Tax Avoidance is a practice where the firms operating at international level adopts
different tax planning tactics that makes them avoid the payment of tax in a legal manner. This
has been a major concern for government all over the world because it leads to loss in the
revenue generation for the respective countries and also leads to decreased accountability of the
firms (Xin and Ling, 2019). The governments all over the world have been regularly trying to
develop those practices that would assist them in minimizing such tax avoidance and also help
ion increasing the transparency between the different practices that have been adopted by the
companies. OECD i.e.
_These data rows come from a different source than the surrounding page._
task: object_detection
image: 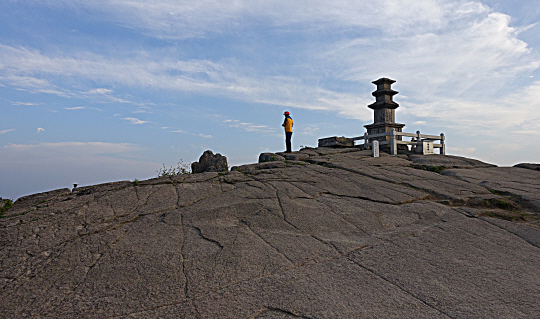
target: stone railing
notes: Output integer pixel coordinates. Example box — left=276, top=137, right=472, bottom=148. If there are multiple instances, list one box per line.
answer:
left=351, top=129, right=446, bottom=155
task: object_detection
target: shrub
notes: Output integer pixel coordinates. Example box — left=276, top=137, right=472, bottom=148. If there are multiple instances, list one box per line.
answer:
left=157, top=160, right=191, bottom=177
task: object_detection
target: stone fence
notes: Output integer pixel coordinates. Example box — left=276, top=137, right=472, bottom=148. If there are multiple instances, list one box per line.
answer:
left=351, top=129, right=446, bottom=155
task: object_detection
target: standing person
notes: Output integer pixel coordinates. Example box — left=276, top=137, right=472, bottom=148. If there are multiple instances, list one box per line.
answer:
left=281, top=111, right=293, bottom=153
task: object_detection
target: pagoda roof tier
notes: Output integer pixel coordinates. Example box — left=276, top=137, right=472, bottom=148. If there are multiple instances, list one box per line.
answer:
left=368, top=101, right=399, bottom=110
left=371, top=89, right=399, bottom=97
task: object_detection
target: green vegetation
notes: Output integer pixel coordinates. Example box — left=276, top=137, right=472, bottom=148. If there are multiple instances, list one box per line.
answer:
left=157, top=160, right=191, bottom=177
left=0, top=199, right=13, bottom=217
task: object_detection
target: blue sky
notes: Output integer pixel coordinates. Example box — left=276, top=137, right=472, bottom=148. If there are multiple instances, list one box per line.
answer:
left=0, top=0, right=540, bottom=199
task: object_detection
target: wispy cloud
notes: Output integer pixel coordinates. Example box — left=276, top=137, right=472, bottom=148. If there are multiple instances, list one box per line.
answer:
left=122, top=117, right=149, bottom=124
left=11, top=102, right=43, bottom=106
left=223, top=119, right=275, bottom=133
left=132, top=106, right=152, bottom=113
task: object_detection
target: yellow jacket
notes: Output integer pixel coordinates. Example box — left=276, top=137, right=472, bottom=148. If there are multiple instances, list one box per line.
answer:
left=282, top=116, right=293, bottom=133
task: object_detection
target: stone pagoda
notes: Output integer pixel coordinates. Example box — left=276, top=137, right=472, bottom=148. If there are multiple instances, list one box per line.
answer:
left=364, top=78, right=407, bottom=148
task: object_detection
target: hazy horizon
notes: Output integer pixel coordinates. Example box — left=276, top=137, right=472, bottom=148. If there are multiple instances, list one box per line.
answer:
left=0, top=0, right=540, bottom=199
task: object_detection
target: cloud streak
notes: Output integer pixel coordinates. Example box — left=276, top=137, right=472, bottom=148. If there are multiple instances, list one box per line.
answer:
left=122, top=117, right=149, bottom=124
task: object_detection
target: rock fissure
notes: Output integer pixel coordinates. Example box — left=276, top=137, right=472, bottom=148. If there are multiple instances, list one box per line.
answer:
left=349, top=259, right=454, bottom=318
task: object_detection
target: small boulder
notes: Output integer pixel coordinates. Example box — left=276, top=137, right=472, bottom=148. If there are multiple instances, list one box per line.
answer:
left=259, top=153, right=285, bottom=163
left=319, top=136, right=354, bottom=147
left=514, top=163, right=540, bottom=171
left=191, top=150, right=229, bottom=173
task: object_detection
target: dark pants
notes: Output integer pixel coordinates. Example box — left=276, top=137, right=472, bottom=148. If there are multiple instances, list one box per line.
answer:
left=285, top=132, right=292, bottom=152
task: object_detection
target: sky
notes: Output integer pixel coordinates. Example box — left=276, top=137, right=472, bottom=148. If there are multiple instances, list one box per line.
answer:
left=0, top=0, right=540, bottom=199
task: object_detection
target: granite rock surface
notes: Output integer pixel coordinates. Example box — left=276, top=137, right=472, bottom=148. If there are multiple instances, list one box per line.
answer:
left=0, top=148, right=540, bottom=318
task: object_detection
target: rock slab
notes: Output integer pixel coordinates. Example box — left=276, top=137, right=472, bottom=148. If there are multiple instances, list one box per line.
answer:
left=319, top=136, right=354, bottom=147
left=0, top=148, right=540, bottom=319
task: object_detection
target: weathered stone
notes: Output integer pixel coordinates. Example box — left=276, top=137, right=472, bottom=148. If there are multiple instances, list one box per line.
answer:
left=0, top=148, right=540, bottom=318
left=409, top=154, right=497, bottom=168
left=278, top=152, right=309, bottom=161
left=191, top=150, right=229, bottom=173
left=319, top=136, right=354, bottom=147
left=441, top=167, right=540, bottom=209
left=259, top=153, right=285, bottom=163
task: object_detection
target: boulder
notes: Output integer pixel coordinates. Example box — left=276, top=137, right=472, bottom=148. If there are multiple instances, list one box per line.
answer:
left=319, top=136, right=354, bottom=147
left=259, top=153, right=285, bottom=163
left=191, top=150, right=229, bottom=173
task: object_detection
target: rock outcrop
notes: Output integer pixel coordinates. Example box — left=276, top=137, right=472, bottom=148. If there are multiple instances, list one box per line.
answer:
left=514, top=163, right=540, bottom=171
left=0, top=148, right=540, bottom=318
left=191, top=150, right=229, bottom=173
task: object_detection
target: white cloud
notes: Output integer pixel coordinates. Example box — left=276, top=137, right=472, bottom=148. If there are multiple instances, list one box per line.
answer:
left=0, top=142, right=160, bottom=198
left=11, top=102, right=43, bottom=106
left=132, top=106, right=152, bottom=113
left=86, top=88, right=113, bottom=94
left=122, top=117, right=149, bottom=124
left=0, top=0, right=540, bottom=124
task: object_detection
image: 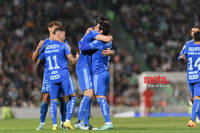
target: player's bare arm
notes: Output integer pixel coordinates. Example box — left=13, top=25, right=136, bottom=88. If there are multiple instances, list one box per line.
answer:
left=101, top=48, right=115, bottom=56
left=86, top=27, right=94, bottom=34
left=32, top=40, right=44, bottom=63
left=67, top=54, right=78, bottom=64
left=95, top=34, right=113, bottom=42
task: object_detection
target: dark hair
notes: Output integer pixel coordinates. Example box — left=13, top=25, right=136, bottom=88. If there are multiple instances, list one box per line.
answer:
left=194, top=31, right=200, bottom=42
left=48, top=21, right=62, bottom=28
left=53, top=28, right=65, bottom=34
left=94, top=17, right=110, bottom=26
left=99, top=21, right=110, bottom=35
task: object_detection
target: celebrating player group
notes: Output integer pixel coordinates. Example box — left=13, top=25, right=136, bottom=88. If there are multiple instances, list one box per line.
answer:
left=32, top=17, right=114, bottom=130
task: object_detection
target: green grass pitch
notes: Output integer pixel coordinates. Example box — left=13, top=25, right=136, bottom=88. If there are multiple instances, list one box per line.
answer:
left=0, top=117, right=200, bottom=133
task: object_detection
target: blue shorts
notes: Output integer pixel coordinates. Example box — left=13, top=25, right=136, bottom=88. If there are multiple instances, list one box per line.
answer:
left=93, top=71, right=110, bottom=96
left=188, top=82, right=200, bottom=98
left=50, top=73, right=76, bottom=99
left=76, top=67, right=93, bottom=93
left=41, top=72, right=50, bottom=93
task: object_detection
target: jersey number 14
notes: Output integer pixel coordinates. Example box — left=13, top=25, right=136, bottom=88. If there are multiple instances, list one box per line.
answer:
left=188, top=57, right=200, bottom=71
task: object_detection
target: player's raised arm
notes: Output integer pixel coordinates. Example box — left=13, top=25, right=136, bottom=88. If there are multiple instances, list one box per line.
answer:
left=66, top=54, right=78, bottom=64
left=95, top=34, right=113, bottom=42
left=78, top=40, right=103, bottom=51
left=32, top=40, right=44, bottom=63
left=101, top=48, right=115, bottom=56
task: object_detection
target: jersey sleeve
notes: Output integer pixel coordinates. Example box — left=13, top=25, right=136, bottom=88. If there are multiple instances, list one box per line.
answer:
left=178, top=43, right=187, bottom=61
left=106, top=42, right=112, bottom=49
left=79, top=40, right=103, bottom=51
left=38, top=52, right=45, bottom=60
left=89, top=30, right=99, bottom=39
left=64, top=44, right=71, bottom=55
left=39, top=40, right=49, bottom=54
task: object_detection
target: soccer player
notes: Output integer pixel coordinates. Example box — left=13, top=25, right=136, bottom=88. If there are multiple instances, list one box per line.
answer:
left=75, top=17, right=112, bottom=130
left=178, top=27, right=200, bottom=122
left=183, top=31, right=200, bottom=127
left=39, top=28, right=76, bottom=130
left=79, top=21, right=113, bottom=130
left=32, top=21, right=66, bottom=130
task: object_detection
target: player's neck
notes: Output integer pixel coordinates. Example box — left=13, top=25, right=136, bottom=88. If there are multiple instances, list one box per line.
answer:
left=194, top=41, right=200, bottom=45
left=55, top=39, right=64, bottom=42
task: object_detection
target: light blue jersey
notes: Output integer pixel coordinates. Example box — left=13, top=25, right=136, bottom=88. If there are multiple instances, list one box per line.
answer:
left=184, top=42, right=200, bottom=98
left=178, top=40, right=194, bottom=60
left=80, top=40, right=112, bottom=74
left=40, top=40, right=75, bottom=99
left=76, top=30, right=99, bottom=92
left=76, top=30, right=99, bottom=70
left=40, top=40, right=71, bottom=82
left=184, top=43, right=200, bottom=83
left=39, top=38, right=51, bottom=93
left=79, top=40, right=112, bottom=96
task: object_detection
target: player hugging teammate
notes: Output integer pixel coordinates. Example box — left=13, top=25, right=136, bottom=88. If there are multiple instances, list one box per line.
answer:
left=179, top=27, right=200, bottom=127
left=33, top=17, right=114, bottom=130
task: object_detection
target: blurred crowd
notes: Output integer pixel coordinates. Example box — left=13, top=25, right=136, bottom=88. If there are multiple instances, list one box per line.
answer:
left=0, top=0, right=194, bottom=107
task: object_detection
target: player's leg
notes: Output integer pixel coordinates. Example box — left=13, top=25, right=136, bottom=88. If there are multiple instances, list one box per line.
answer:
left=75, top=68, right=94, bottom=128
left=36, top=74, right=50, bottom=130
left=61, top=72, right=76, bottom=130
left=93, top=71, right=113, bottom=130
left=50, top=83, right=61, bottom=130
left=60, top=92, right=67, bottom=129
left=188, top=83, right=200, bottom=127
left=66, top=76, right=76, bottom=123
Organisation for Economic Cooperation and Development is working on
international levels where 34 prosperous economies formulate the part of Global Forum on
which it is operating and they are basically operating in order to develop aggressive tax planning
norms and also develop mechanisms of tax information exchange.
They have identified what are the common strategies that are being adopted by the
companies that are operating at such international levels and then company specific strategies are
developed so that the practice of tax avoidance can be minimized (International collaboration to
end tax avoidance, 2019). OECD BEPS is another base erosion and Profit sharing where they try
to match the taxation policies that are being adopted by different organisations so that what are
those practices that are being adopted by different countries regarding tax evasion can be
identified and appropriate decisions and policies can be developed and framed by the
organisation for all the member countires.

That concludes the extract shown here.